Understanding these differences is important when it comes to getting an overall sense of your financial health and creating an effective long-term plan. Read on to learn how income affects wealth, and how you can use these concepts to determine your net worth.
Of the three concepts mentioned above, income is perhaps the one most people are familiar with. In short, income is the amount of money you receive. Usually, your income is computed per month, but there are other sources of income that can be received per week, quarter, or even year.
For most people, an income is synonymous with a paycheck that they receive on a monthly or biweekly basis. However, there are many other types of income, such as rental income if you are a landlord, income you get from selling stocks, etc. Let’s take a look at a few of the most common ones.
Salary or Hourly Wages
As mentioned above, the basic source of most people’s income is a salary if they are working for someone else. In exchange for services, the company pays a certain amount of money per year or per hour. Bonuses and other monetary benefits are also considered income.

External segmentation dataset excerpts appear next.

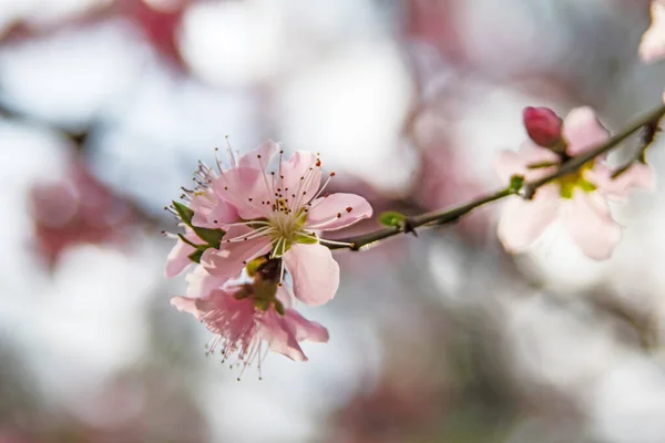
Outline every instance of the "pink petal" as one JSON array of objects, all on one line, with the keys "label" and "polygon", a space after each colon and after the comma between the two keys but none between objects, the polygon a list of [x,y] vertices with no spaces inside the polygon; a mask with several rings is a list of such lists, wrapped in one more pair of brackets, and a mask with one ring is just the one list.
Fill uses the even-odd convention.
[{"label": "pink petal", "polygon": [[612,178],[614,169],[597,163],[593,169],[584,174],[584,178],[593,183],[598,193],[614,198],[625,198],[633,188],[653,190],[656,178],[651,166],[635,163],[616,178]]},{"label": "pink petal", "polygon": [[509,197],[499,220],[498,236],[509,253],[521,253],[540,237],[559,216],[560,196],[556,185],[536,190],[532,200]]},{"label": "pink petal", "polygon": [[572,110],[563,121],[563,137],[567,142],[566,154],[575,156],[605,142],[610,132],[591,107],[582,106]]},{"label": "pink petal", "polygon": [[371,217],[371,206],[356,194],[330,194],[311,202],[305,228],[334,230],[345,228],[364,218]]},{"label": "pink petal", "polygon": [[513,175],[522,175],[528,182],[544,177],[555,167],[529,168],[529,165],[539,163],[556,163],[560,158],[552,151],[536,146],[533,142],[525,142],[520,151],[501,151],[497,156],[494,167],[499,178],[508,184]]},{"label": "pink petal", "polygon": [[[185,238],[195,245],[200,241],[196,234],[188,227],[185,228]],[[166,269],[164,271],[166,278],[175,277],[185,270],[185,268],[192,264],[188,256],[194,251],[195,249],[192,246],[178,238],[166,258]]]},{"label": "pink petal", "polygon": [[288,162],[282,163],[279,174],[284,176],[279,188],[289,199],[296,198],[303,203],[313,199],[321,184],[317,155],[307,151],[296,151]]},{"label": "pink petal", "polygon": [[295,244],[284,255],[284,264],[294,280],[294,293],[298,300],[318,306],[335,297],[339,286],[339,265],[330,249],[318,244]]},{"label": "pink petal", "polygon": [[262,204],[270,199],[267,179],[272,178],[266,177],[263,171],[236,167],[219,175],[213,182],[213,189],[219,198],[234,205],[242,218],[260,218],[270,210],[269,205]]},{"label": "pink petal", "polygon": [[326,343],[330,336],[328,330],[316,321],[309,321],[300,316],[295,309],[287,309],[285,312],[286,321],[290,324],[298,341],[314,341],[317,343]]},{"label": "pink petal", "polygon": [[236,208],[211,193],[194,196],[190,208],[194,212],[192,218],[194,226],[217,228],[219,224],[238,220]]},{"label": "pink petal", "polygon": [[563,223],[582,251],[595,260],[610,258],[621,239],[621,227],[612,219],[607,202],[597,193],[575,189]]},{"label": "pink petal", "polygon": [[196,308],[196,300],[188,297],[173,297],[171,299],[171,306],[181,312],[187,312],[201,320],[201,311]]},{"label": "pink petal", "polygon": [[651,27],[640,43],[640,56],[647,63],[665,58],[665,1],[652,1],[651,13]]},{"label": "pink petal", "polygon": [[266,171],[268,164],[279,151],[277,143],[272,140],[266,140],[255,150],[243,155],[238,162],[239,167],[253,167],[260,171]]},{"label": "pink petal", "polygon": [[257,334],[268,342],[270,351],[279,352],[295,361],[307,361],[294,330],[283,316],[269,310],[258,319],[258,322],[262,327]]},{"label": "pink petal", "polygon": [[247,261],[269,253],[270,239],[266,236],[244,241],[229,241],[250,231],[252,229],[244,226],[228,229],[219,249],[208,248],[203,253],[201,264],[205,270],[215,277],[234,278],[241,274]]}]

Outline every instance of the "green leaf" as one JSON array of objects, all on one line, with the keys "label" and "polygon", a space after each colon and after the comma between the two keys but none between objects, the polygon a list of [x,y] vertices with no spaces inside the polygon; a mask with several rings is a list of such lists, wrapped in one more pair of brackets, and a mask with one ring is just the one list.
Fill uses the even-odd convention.
[{"label": "green leaf", "polygon": [[201,262],[201,256],[205,249],[196,249],[194,253],[190,254],[187,258],[194,262]]},{"label": "green leaf", "polygon": [[212,229],[212,228],[200,228],[197,226],[191,226],[194,233],[201,238],[203,241],[207,243],[213,248],[219,248],[219,244],[222,243],[222,238],[224,238],[224,234],[226,234],[223,229]]},{"label": "green leaf", "polygon": [[176,200],[173,200],[173,207],[175,208],[175,212],[181,220],[183,220],[185,225],[192,226],[192,217],[194,217],[194,212]]},{"label": "green leaf", "polygon": [[524,177],[521,175],[513,175],[512,177],[510,177],[510,190],[512,190],[513,193],[518,193],[522,186],[524,185]]},{"label": "green leaf", "polygon": [[387,210],[379,216],[379,223],[389,228],[401,228],[406,222],[407,216],[395,210]]}]

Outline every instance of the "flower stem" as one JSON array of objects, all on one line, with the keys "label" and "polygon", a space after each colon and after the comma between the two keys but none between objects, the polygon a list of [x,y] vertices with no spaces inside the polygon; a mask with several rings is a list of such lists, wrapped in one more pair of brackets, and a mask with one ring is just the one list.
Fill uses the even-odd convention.
[{"label": "flower stem", "polygon": [[[374,247],[379,240],[383,240],[389,237],[393,237],[398,234],[407,234],[413,233],[416,234],[416,228],[423,226],[441,226],[447,224],[452,224],[459,220],[462,216],[469,214],[473,209],[483,206],[488,203],[493,203],[500,200],[509,195],[519,195],[524,199],[531,199],[535,195],[535,192],[539,187],[546,185],[548,183],[561,178],[571,173],[577,172],[584,164],[589,161],[601,156],[603,154],[608,153],[614,150],[622,143],[624,140],[633,135],[641,127],[651,127],[652,130],[657,127],[658,122],[665,115],[665,105],[661,105],[657,109],[654,109],[649,113],[641,116],[631,125],[626,126],[623,131],[607,138],[604,143],[594,147],[593,150],[586,151],[583,154],[580,154],[575,157],[570,158],[567,162],[563,163],[556,171],[552,174],[549,174],[538,181],[526,182],[519,189],[514,189],[511,186],[508,186],[503,189],[497,190],[494,193],[478,197],[472,199],[469,203],[463,205],[454,206],[450,209],[444,210],[434,210],[430,213],[424,213],[411,217],[407,217],[405,223],[398,227],[389,227],[375,230],[372,233],[368,233],[357,237],[341,238],[336,239],[336,241],[347,243],[349,245],[326,245],[330,249],[350,249],[350,250],[361,250],[369,249]],[[653,130],[652,135],[655,134],[655,130]],[[648,141],[647,144],[651,144],[653,137]],[[645,150],[646,147],[641,147]],[[632,162],[631,162],[632,164]],[[627,165],[630,166],[630,165]],[[627,166],[624,166],[627,168]]]}]

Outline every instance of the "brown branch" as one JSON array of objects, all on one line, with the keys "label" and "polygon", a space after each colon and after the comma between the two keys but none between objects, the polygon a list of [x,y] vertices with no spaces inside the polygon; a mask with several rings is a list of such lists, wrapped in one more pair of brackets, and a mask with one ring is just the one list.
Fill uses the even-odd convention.
[{"label": "brown branch", "polygon": [[522,184],[519,187],[514,187],[509,185],[508,187],[497,190],[492,194],[488,194],[482,197],[478,197],[467,204],[456,206],[451,209],[446,210],[436,210],[431,213],[424,213],[417,216],[407,217],[400,226],[396,227],[387,227],[382,229],[375,230],[369,234],[365,234],[357,237],[341,238],[336,239],[335,241],[347,243],[348,246],[345,245],[327,245],[330,249],[350,249],[350,250],[361,250],[367,249],[372,244],[376,244],[379,240],[383,240],[389,237],[393,237],[398,234],[416,234],[416,228],[423,226],[441,226],[454,223],[459,220],[462,216],[469,214],[473,209],[483,206],[488,203],[497,202],[509,195],[519,195],[524,199],[531,199],[535,195],[535,192],[541,186],[546,185],[550,182],[553,182],[557,178],[566,176],[569,174],[577,172],[582,166],[584,166],[587,162],[598,157],[603,154],[608,153],[610,151],[616,148],[621,142],[630,137],[633,133],[644,127],[643,130],[643,143],[640,148],[640,155],[635,155],[633,161],[630,164],[624,165],[627,169],[635,161],[643,161],[644,151],[648,145],[653,142],[655,133],[657,132],[658,122],[665,115],[665,105],[661,105],[659,107],[651,111],[649,113],[643,115],[637,119],[634,123],[625,127],[620,133],[613,135],[607,138],[604,143],[594,147],[593,150],[586,151],[583,154],[580,154],[575,157],[570,158],[565,163],[563,163],[555,172],[545,177],[542,177],[538,181],[528,182]]}]

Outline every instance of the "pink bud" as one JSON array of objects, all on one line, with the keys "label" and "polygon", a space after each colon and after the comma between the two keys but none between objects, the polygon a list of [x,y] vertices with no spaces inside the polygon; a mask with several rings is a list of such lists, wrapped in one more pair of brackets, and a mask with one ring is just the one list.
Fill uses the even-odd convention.
[{"label": "pink bud", "polygon": [[561,140],[562,121],[549,107],[524,107],[522,114],[529,137],[539,146],[552,147]]}]

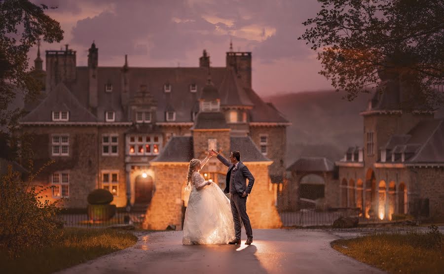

Another source of income is commission. This type of income is common for people who work in sales. Unlike a salary, commissions are not usually paid per month, but instead, per service completed or goal reached. Commissions can be combined with a base salary. Like commissions, tips also count as income.
Profits or Net Revenue
If you have a business, then you receive an income through the net revenue you earn by selling your products. By subtracting the expenses of your business from your total income, you get the amount of your profit from the business.
Another source of income is interest from loans. If you lend your money to someone with an agreed interest, then you are earning an income through that interest.
Likewise, the interest you earn on your bank is part of your interest income, as the money you deposit to banks is considered a loan.
If you have shares in a company, then you probably know about dividend income already. This is the income generated when you have invested in a profitable company.
If you have real estate, then you can rent it out to receive a rental income. The money you earn is your taxable rental income.